Abstract

LGBTQ Texans are offered zero protections from discrimination under Texas law. Texas is one of only five states with no laws to prevent discrimination in public accommodations despite the majority of Texans supporting legal protections for this community. Public accommodation laws ensure that individuals are able to engage in commerce at businesses generally open to the public without being discriminated against based on their membership in a protected class. When the Supreme Court decided Bostock v. Clayton County, it held that Title VII’s “because of sex” analysis inextricably includes the derivatives of sexual orientation and gender identity (SOGI).
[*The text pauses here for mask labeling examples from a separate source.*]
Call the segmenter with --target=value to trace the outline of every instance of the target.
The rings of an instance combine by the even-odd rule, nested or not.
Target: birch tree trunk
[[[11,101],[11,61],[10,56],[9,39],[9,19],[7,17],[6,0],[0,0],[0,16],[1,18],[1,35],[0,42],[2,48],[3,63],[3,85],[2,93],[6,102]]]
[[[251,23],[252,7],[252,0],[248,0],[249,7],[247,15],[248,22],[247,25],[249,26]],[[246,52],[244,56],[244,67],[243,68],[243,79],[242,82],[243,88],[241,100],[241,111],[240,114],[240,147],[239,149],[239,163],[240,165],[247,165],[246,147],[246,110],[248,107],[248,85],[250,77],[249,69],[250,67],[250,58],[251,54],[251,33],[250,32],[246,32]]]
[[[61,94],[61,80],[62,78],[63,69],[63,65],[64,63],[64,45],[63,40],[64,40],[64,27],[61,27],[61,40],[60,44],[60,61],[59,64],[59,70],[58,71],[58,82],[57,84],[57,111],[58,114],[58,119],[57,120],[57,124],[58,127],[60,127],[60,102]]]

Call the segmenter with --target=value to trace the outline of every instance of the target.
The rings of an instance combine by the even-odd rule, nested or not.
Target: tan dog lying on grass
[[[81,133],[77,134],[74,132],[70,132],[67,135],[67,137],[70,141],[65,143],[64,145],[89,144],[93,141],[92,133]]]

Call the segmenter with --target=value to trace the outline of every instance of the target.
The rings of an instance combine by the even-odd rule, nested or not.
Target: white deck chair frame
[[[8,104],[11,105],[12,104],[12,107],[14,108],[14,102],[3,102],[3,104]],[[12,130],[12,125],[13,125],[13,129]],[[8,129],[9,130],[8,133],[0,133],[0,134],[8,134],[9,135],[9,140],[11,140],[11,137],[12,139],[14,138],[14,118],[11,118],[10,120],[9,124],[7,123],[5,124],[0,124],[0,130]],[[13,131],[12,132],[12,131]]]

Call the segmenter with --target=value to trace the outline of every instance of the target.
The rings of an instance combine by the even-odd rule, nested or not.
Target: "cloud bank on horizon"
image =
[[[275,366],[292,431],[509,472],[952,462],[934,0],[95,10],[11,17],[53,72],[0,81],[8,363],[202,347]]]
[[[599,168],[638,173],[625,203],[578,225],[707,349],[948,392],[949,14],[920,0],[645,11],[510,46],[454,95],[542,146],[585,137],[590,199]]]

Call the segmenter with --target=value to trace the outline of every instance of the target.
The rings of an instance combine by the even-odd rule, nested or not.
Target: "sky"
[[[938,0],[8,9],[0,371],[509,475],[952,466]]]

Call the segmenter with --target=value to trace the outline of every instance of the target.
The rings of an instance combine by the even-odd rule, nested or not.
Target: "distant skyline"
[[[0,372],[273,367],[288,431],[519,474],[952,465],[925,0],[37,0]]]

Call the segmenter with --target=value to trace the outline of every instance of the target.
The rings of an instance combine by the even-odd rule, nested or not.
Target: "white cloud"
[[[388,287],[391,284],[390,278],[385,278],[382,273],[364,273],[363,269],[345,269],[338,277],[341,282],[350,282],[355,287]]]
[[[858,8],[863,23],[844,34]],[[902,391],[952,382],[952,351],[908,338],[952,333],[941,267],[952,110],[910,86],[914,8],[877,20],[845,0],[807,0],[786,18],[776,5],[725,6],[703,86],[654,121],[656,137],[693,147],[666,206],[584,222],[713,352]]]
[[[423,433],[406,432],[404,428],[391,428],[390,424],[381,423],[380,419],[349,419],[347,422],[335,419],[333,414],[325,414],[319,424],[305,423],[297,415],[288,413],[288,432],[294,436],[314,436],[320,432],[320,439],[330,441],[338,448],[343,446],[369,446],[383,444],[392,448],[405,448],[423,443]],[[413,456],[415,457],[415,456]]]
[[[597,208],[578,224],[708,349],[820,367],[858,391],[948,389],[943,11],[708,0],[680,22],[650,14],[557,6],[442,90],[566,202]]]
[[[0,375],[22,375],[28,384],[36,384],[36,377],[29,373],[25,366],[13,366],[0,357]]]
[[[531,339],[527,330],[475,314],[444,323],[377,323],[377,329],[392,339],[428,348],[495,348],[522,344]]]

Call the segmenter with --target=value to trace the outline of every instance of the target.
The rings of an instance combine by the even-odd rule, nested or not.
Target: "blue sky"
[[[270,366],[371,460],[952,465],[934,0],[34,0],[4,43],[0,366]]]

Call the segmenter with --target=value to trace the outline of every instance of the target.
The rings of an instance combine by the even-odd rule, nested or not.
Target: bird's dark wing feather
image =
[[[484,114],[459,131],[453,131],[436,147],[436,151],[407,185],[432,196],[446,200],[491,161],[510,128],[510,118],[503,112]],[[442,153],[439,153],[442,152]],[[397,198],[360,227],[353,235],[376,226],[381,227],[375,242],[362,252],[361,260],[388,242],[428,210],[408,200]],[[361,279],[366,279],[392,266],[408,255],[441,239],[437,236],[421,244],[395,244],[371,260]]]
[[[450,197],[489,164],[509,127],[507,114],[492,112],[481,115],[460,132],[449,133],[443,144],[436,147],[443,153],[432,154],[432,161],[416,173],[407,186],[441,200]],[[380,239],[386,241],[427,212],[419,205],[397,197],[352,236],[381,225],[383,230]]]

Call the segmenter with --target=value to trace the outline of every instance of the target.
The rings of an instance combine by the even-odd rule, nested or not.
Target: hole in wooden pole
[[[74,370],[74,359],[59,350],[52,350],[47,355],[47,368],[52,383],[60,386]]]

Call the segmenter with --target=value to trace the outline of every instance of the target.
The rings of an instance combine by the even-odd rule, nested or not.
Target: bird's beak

While the majority limited the holding to Title VII, even the dissent understood that the holding would have implications far beyond employment, referencing the hundreds of other federal statutes that would be affected. This ever-developing precedent was recently expanded by an Executive Order from President Biden, applying Bostock to all federal statutes that prohibit discrimination on the basis of sex. Multiple states are already applying this holding to laws prohibiting discrimination in other contexts like housing, education, and public accommodation under the logic that the holding applies equally to state laws that are modeled after federal counterparts. Further expansion of the Bostock holding is inevitable. Unlike other LGBTQ rights cases that were decided under the Equal Protection Clause or Due Process Clause, Bostock is a statutory interpretation decision whose effects will seamlessly bleed into other areas of law. Texas has multiple interests in joining the growing number of states expanding LGBTQ protections: safeguarding the monetary interests that business transplants and tourism bring to the state, avoiding needless litigation from advocate groups, and a shifting state electoral map that is trending evermore purple as Texas is further diversified. The holding in Bostock is the writing on the wall for Texas; now is the time to pass substantive legislation that has stalled in the legislature for the past two decades. Texas should pass legislation that closes the gaps in federal law and balances state interests to afford protections to LGBTQ individuals in places of public accommodation. Passing this legislation is the first step in righting the wrongs of decades of discrimination and would set Texas on a path for progress.